Brandon smiled, satisfied. "Good girl. Now—"

The windows exploded inward.

Dante's team came through every entry point simultaneously—doors, windows, skylights. Smoke grenades detonated, filling the warehouse with thick gray clouds. Red laser sights cut through the chaos, painting targets.

"Federal agents! Drop your weapons!"

Gunfire erupted. I dove behind a shipping container as bullets pinged off metal. Through the smoke, I could barely see shapes moving, fighting, falling.

"Lily!" I screamed. "Lily!"

Someone grabbed my arm and I spun, knife out, ready to fight. But it was Martinez.

"Stay down!" she ordered, pushing me behind cover. "We've got the girl. Extraction in progress!"

Through the smoke, I saw two team members cutting Lily free from the chair. She was crying, reaching for me, calling my name.

Then Brandon's voice cut through the chaos: "If I can't have you, no one can!"

He appeared through the smoke, gun raised, aimed directly at Lily.

Time slowed down. I saw his finger tighten on the trigger. Saw the barrel pointed at my baby sister's head. Saw her eyes go wide with terror.

I didn't think. I just moved.

I launched myself forward, throwing my body between Brandon and Lily just as the gun fired.

The bullet hit me somewhere in the chest.

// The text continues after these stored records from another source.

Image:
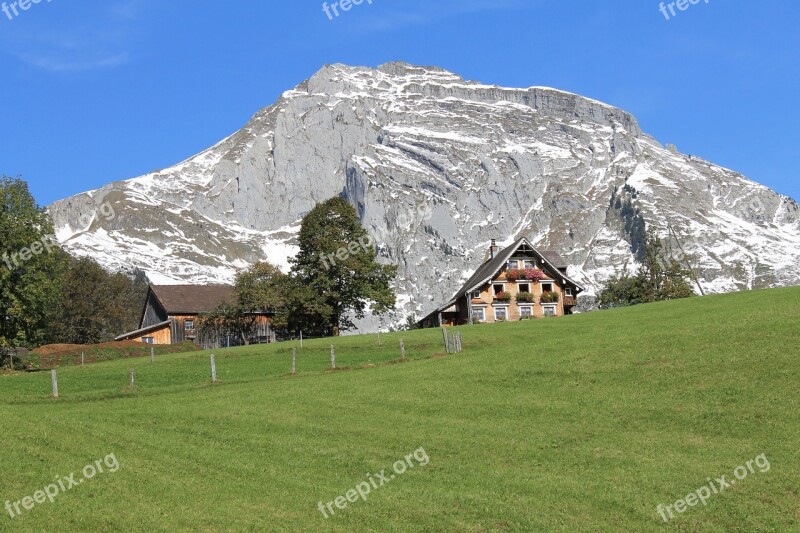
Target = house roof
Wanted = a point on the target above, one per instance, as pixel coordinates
(191, 299)
(143, 331)
(490, 268)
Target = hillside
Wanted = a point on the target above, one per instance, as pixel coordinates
(437, 166)
(585, 423)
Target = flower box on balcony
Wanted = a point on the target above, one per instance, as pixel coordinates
(549, 297)
(525, 297)
(503, 297)
(525, 274)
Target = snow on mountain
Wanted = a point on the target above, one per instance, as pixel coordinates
(436, 167)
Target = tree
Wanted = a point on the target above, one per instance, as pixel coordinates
(31, 266)
(95, 305)
(336, 273)
(659, 278)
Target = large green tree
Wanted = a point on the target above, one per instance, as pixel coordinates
(336, 272)
(31, 266)
(95, 305)
(660, 277)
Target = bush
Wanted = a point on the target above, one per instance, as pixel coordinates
(16, 361)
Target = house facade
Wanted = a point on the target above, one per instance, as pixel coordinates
(516, 283)
(171, 315)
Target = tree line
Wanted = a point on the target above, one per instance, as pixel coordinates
(47, 296)
(332, 281)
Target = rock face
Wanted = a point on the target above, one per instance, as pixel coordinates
(436, 167)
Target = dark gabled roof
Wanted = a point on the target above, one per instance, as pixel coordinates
(191, 299)
(143, 331)
(490, 268)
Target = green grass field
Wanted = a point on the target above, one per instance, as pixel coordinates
(582, 423)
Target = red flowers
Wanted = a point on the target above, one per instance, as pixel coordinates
(528, 274)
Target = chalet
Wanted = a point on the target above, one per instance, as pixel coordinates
(516, 283)
(171, 313)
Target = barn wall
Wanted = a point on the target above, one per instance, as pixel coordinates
(160, 336)
(153, 312)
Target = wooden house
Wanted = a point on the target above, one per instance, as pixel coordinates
(171, 314)
(516, 283)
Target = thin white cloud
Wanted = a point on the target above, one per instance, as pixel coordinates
(79, 38)
(391, 16)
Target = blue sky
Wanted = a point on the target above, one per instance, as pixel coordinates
(95, 92)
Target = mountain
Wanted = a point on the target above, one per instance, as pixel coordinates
(437, 167)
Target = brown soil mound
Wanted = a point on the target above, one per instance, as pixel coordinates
(76, 349)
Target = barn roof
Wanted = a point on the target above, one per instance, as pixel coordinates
(552, 262)
(191, 299)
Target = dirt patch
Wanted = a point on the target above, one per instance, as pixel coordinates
(53, 355)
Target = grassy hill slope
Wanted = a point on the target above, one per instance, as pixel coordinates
(577, 423)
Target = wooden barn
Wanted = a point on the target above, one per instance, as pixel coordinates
(516, 283)
(171, 314)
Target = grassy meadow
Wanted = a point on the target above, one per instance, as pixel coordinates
(581, 423)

The impact felt like being hit by a car—no pain at first, just crushing force that knocked me backward.

I hit the ground hard. Couldn't breathe. Couldn't move. The bulletproof vest had stopped the bullet, but the impact had broken something inside me. Ribs, maybe. Or my entire chest cavity.

Through blurring vision, I saw Dante tackle Brandon. Saw them go down in a tangle of fists and rage. Saw Martinez grab Lily and run.

Saw the ceiling spinning above me.

Heard Lily screaming my name.

Then darkness pulled me under, and I fell into nothing.